The two letters in question ran under the headline “Were the stories about Japanese internment during World War II unbalanced? Two letter writers think so.”
One letter writer said this (emphasis added):
Virtually everyone in the U.S. was assigned jobs to help the war effort. The Japanese were assigned the job of staying out of the way and not causing complications. Millions of Americans were assigned far worse jobs. Hundreds of thousands were wounded or died.
The interned Japanese were housed, fed, protected and cared for. Many who now complain would not even be alive if the internment had not been done.
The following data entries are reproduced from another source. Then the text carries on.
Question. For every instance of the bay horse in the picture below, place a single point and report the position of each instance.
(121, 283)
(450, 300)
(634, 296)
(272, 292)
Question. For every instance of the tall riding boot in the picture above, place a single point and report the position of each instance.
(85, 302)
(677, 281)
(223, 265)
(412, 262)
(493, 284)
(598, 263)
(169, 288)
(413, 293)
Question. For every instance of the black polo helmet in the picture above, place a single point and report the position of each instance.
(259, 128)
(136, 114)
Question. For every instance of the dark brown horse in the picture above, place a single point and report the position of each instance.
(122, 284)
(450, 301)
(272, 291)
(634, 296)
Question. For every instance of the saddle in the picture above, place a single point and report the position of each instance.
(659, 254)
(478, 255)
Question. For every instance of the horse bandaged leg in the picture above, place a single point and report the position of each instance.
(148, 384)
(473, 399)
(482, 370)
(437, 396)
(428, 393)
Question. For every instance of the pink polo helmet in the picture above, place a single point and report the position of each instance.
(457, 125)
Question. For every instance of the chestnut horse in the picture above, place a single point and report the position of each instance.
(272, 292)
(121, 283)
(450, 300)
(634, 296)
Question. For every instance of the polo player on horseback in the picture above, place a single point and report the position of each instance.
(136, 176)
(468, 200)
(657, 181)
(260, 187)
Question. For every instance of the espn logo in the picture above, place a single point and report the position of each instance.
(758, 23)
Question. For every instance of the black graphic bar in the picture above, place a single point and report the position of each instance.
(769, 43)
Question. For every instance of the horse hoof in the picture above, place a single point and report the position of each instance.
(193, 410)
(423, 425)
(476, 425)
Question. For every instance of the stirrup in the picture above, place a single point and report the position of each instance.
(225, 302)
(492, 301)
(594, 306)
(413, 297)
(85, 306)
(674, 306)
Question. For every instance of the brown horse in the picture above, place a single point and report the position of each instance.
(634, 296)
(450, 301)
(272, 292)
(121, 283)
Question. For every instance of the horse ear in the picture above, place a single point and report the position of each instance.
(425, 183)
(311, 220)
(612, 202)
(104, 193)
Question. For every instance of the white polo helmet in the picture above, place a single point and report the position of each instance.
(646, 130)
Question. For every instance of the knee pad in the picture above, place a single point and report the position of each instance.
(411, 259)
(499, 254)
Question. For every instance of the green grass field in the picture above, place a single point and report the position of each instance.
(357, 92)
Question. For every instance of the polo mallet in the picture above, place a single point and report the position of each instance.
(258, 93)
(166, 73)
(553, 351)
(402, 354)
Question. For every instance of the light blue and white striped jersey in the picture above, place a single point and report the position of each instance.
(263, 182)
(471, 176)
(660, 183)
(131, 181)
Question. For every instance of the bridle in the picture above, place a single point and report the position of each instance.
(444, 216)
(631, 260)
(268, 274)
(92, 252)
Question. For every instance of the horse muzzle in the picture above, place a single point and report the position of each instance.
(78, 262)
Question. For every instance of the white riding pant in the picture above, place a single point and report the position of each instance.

I salute the Japanese for doing the part they were assigned during the war as I salute all those that sacrificed for the war effort. I have zero respect for those trying to rewrite history just to make themselves feel good.
Another expressed similar feelings:
War is evil, but I would have much rather been interned by the U.S. in California than by the Japanese in their captured lands.
One-way reporting is not very effective for the educated public. Please try a little balance next time. It’s a lot more effective and honest.
Well, a lot of people were outraged at the Times for publishing these takes on internment.
The Times piece now has an editor’s note at the top that says the letters “did not meet editorial standards.”
Times reader representative Deirdre Edgar addressed the blowback today. Times EIC/publisher Davan Maharaj is quoted as saying the letters “did not meet the newspaper’s standards for ‘civil, fact-based discourse’ and should not have been published.”
The piece features letters from people outraged at what those two previous letters said about internment, and the Times editor who approved publication explained the decision to do so:
The Times’ Travel editor, Catharine Hamm, said she approved publication of the letters thinking that the writers’ views, although provocative, would be balanced by subsequent letters of response.
Hamm said that, in retrospect, that was not the right decision, because the views expressed in the letters did not lend themselves to reasoned discussion.